The study looked at responses from the Health and Retirement Study from the University of Michigan, which is a nationally representative survey of people aged 65 years and older. From 2002 to 2010, the percentage of respondents who used the internet rose from 21 percent to 42 percent. However, usage rates varied based on characteristics.
Those with physical impairments and chronic illness had lower rates of internet usage than those without. Fifty percent of the respondents without physical impairment and 52 percent with no chronic illness reported internet use in 2010, compared to only 23 percent with physical impairment and 40 percent with chronic illness. The rate of increase from 2002 to 2010 also slanted in favor of those without physical impairments and chronic illness.

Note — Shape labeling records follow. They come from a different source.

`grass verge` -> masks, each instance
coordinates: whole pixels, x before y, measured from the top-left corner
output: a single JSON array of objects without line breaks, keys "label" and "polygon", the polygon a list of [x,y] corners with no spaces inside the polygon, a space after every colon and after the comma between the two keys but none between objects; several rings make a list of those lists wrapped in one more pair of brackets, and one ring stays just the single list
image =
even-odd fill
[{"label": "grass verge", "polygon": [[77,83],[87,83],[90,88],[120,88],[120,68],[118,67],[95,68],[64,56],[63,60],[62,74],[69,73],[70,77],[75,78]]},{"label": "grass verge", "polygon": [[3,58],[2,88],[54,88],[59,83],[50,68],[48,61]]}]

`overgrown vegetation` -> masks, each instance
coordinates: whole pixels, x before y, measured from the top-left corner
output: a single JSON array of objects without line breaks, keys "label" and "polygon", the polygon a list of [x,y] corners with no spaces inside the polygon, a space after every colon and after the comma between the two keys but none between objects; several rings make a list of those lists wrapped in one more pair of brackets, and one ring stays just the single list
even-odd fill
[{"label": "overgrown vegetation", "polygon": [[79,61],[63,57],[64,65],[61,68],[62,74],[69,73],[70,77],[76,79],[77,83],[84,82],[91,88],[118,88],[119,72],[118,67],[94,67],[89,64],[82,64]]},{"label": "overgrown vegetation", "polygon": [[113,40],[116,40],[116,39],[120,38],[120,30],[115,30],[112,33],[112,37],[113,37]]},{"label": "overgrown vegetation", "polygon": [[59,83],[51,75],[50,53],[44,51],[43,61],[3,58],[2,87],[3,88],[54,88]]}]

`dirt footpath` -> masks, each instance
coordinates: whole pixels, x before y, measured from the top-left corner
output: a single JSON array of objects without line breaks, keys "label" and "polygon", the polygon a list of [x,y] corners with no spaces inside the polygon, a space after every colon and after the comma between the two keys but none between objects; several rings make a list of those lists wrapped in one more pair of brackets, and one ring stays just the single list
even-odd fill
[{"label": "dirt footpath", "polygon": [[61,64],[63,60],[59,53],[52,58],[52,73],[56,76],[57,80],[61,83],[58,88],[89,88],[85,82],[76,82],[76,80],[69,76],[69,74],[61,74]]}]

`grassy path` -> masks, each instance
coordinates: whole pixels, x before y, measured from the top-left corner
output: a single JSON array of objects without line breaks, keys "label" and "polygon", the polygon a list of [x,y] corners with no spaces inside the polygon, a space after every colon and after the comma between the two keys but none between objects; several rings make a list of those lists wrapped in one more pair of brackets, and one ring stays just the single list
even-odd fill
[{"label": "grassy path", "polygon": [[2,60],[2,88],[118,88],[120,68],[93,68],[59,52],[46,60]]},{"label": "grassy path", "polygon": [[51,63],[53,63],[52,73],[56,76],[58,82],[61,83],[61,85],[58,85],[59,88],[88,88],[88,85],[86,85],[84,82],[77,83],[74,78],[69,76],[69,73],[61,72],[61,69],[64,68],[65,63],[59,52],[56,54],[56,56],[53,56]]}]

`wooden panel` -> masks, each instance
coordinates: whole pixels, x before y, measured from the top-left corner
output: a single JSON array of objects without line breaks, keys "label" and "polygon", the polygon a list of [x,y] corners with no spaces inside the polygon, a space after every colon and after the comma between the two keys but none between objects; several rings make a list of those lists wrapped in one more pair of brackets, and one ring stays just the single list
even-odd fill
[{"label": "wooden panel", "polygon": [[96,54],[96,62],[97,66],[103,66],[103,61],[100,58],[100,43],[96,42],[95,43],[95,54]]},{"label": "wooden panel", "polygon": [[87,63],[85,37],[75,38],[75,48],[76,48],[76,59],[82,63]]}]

The authors surmise that those with functional impairments and chronic illness may not be able to access electronic health records online, a requirement of Stage 2 of meaningful use. “What I think has gotten lost in this is yes, we need the electronic medical records to be accessible, but who are the groups that will have difficulty getting to those portals?” S. Ryan Greysen, M.D., lead author from the University of California, San Francisco, said to Reuters.
The study appears in a recent issue of the Journal of the American Medical Association (JAMA) Internal Medicine.